The bill has passed the House and is being debated in the Senate. Most of this debate revolves around deficit reduction and individual tax matters — such as the deduction of state and local taxes — that have little impact on businesses. My expectation is that most of the business tax provisions will survive this debate and become law by early July, which is the deadline imposed by President Donald Trump.
Here are three of the most significant provisions for small businesses.
First-year capital equipment deductions
The bill restores small business owners’ ability to deduct 100% of “bonus depreciation,” which is the cost of “short-lived” assets — equipment, machinery, business vehicles, hardware, software and other items — in the first year, beginning Jan. 19, 2025.
Under existing rules, only 40% of the cost of these purchases would be deductible in 2025 and 20% in 2026. Once finalized, business owners can feel confident that the acquisitions they make this year and through 2029 can be fully deductible as long as they’re placed into service.

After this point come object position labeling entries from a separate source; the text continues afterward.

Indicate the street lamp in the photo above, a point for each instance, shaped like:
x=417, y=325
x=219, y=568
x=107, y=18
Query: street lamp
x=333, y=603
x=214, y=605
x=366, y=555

And being placed into service is important. Business owners can finance their purchases and still take the full bonus depreciation in the first year as long as the asset is being used, regardless of the payment terms of the loan.
My expectation is that — even with relatively higher interest rates — many business owners who have been holding back on investing in capital equipment, technology and vehicles may now find it tax-advantageous to do so.
Increase in the ‘pass through’ deduction
Since the enactment of the 2017 Tax Cuts and Jobs Act, many “pass-through” businesses (generally partnerships, limited liability companies and S-corporations) have enjoyed taking a 20% deduction on their companies’ net income before that income is “passed through” to their individual return and then taxed at individual rates.
That provision, the 199A Qualified Business Income Deduction, was set to expire this year. But the House bill makes it permanent and increases the deduction to 23%. In addition, the income and dividend thresholds that allowed business owners to take advantage of this deduction are increased and are now indexed for inflation so the deduction will be higher for some.
This change not only benefits existing pass-through businesses but also may encourage other filers (such as C-corporations) to consider a potential change in their business organization structure to take advantage.
Research and development deduction
In 2022, existing tax law stopped allowing businesses to deduct the full amount of their research and development costs in the first year. Instead, they could deduct 20% in the first year and then amortize the rest over the remaining four years.
Many of my clients perform research and development work for new products and have enjoyed deducting the costs of R&D-related materials, supplies, wages, and outside services right away. Forcing these companies to spread out these deductions over five years has increased their taxable income in the first year these expenses were incurred and discouraged some from spending.
The House bill would allow these costs to be fully deductible in their first year and that would extend through 2029. This change could encourage more businesses to invest in research and development activities.
Other provisions in this bill impact small business owners — like allowing the expensing of “qualified structures” in manufacturing, extraction, and agriculture, reinstating the limitation of certain interest deductions, bumping up the estate tax exemption, and increasing the requirements for deducting charitable expenses.
That is why it’s important for business owners to be talking to their accountants now and making their plans. Not doing so could be costly.